Getting out of an isolation loop can be tricky. There are so many reasons you got to that point. Getting back isn't always as easy as just turning up to an event and announcing your return to the land of the living. Isolation doesn't improve silence. It compounds it. The silence of isolation isn't comfortable. Its heavy with all sorts of bad.

Knowing your own personality type, your comfort zone, and your type of "healthy" is an important skill in maintaining the balance between solitude and isolation. 

My friend pointed out that abusive people will often shame you for needing solitude, recharge time or ever saying "no." Their demands take precedence over your own health. It's taken her a while to reclaim her need for solitude.

Now - a need for solitude is different from isolation. If you are an introvert, then quiet time matters. So don't feel pressured to fill every diary spot. A person who knows you and cares about you will either know the difference, or they'll listen when you say "this is what I need."

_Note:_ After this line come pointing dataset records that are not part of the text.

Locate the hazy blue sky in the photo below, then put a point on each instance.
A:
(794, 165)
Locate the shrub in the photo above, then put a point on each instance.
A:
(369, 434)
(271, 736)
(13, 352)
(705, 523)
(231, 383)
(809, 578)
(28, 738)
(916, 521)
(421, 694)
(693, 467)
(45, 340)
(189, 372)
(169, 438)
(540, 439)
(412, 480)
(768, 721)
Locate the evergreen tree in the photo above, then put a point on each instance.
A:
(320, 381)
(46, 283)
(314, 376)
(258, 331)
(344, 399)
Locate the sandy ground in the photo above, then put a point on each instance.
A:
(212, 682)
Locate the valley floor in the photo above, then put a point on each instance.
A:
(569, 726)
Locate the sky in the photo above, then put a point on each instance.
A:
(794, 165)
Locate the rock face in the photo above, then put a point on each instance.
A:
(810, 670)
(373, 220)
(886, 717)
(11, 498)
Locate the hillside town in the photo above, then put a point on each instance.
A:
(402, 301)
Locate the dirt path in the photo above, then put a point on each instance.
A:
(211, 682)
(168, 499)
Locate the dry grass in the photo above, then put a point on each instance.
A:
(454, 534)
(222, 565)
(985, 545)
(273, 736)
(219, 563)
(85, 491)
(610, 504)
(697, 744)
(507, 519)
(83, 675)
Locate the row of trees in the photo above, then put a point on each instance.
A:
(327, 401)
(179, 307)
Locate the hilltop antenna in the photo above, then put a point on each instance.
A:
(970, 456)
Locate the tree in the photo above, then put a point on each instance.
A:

If it crosses over into isolation, then the friend stays important. They may gently challenge you and say "Hey I don't think this kind of isolation is healthy." An abuser will say the same thing, about solitude or isolation, but they make  it all about them-self or their expectations. If someone comes and presses on your self-protection bubble, then ask yourself which one it is. If its the caring friend, let them in even if you are feeling pretty crappy about life. Their love and care will make it easier to come out of the isolation bubble, even if the conversations that requires aren't easy. If it is the demanding, selfish person who is making it all about them, then you are free to choose solitude, and you should - for the sake of your health.

Because Jim Carrey is right about one thing. Sometimes people drain your energy. Solitude can be a little addictive like that. These days I have an "emotional coinage" budget. I don't spend more than I've got in the bank. Some people will take all you've got. Other's will help you recharge. Sometimes you give when there will be no return on investment, because you love that emotional vampire. Sometimes, the person you've got to spend your emotional coinage on is yourself. Know yourself. Know your needs. Know the difference. Sure, challenge yourself in certain areas. That is healthy. But a healthy person sets their own terms, and recognises their limits.

So there you go! My thoughts on Jim Carrey's quote.

Solitude can be great. Isolation, not so much. Know the difference and revel in the healthy one!